What should Indian exporters do?

It is well known in the international market that the mere threat of initiating such defence measures affects buyers and leads to a dramatic fall in market opportunities. While some Indian exporters such as those of cotton bed linen, have taken the EU head on, many have suffered silently. More important, they have ceded the EU markets to European players without a fight. The reason is not far to seek — the legal costs of fighting domestic players in the EU can be prohibitive for small exporters.

This calls for better coordination between Indian exporters and the Commerce Ministry. Indian exporters need to re-look their strategy. New Delhi may take recourse to the WTO through the Trade Policy Review Mechanism (TPRM), which looks into such issues and provides remedies.

The purpose of the TPRM is to contribute to improved adherence by all members to WTO rules, disciplines and commitments. Further, the Agreement on the TPRM provides an in-built mechanism for dealing with errant members whose policies adversely impact those of their trading partner(s).

Unfortunately, till date, Indian exporters have not given too much importance to this evaluation mechanism available within the WTO.

To implement this strategy it is important that trade, industry and government first collate all facts relating to such non-tariff barriers.
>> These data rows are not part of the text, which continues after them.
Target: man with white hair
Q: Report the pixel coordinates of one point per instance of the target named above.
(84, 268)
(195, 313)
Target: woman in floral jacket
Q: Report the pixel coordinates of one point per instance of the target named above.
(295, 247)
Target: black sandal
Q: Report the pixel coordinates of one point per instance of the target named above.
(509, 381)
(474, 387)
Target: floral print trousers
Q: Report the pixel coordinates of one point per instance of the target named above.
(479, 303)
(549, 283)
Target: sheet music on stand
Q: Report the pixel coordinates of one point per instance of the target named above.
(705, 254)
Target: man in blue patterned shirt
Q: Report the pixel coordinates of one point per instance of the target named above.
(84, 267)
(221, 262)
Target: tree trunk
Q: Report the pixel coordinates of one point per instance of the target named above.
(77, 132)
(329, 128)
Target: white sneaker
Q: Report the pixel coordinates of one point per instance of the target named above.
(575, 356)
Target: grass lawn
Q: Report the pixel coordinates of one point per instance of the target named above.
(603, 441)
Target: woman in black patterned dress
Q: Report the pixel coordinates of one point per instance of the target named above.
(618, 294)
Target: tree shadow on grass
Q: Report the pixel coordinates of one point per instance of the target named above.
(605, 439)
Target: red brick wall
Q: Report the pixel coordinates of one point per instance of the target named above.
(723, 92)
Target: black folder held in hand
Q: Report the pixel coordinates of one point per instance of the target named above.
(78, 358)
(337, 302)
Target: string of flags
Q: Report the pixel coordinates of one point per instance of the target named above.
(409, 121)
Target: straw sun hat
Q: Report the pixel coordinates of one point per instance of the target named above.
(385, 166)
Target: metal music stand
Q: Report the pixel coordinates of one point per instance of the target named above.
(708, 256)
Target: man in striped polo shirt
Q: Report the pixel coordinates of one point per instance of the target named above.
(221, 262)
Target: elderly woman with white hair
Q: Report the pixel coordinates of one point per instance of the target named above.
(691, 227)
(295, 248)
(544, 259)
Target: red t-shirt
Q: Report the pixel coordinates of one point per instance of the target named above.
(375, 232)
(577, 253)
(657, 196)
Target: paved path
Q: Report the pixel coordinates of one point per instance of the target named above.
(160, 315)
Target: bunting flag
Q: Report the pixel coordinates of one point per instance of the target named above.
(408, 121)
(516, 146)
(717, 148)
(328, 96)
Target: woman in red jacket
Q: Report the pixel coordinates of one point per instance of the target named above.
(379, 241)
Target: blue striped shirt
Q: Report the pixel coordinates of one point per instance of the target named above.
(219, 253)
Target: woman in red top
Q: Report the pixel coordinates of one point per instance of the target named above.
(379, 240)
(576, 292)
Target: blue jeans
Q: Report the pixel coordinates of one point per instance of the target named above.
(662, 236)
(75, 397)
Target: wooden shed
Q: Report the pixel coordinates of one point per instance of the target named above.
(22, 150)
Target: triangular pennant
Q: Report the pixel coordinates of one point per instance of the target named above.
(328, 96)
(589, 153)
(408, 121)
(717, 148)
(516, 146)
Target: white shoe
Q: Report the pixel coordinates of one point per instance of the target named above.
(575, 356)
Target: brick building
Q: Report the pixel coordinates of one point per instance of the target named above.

It is time the Commerce Ministry educated the industry on the TPRM and collected every detail pertaining to each export activity.

It is important that exporters' associations exchange information. For this exporters need to resort to collective action through the government and create a useful database accessible to all the stakeholders.

(The author is a Chennai-based chartered accountant specialising in trade dispute and WTO issues.)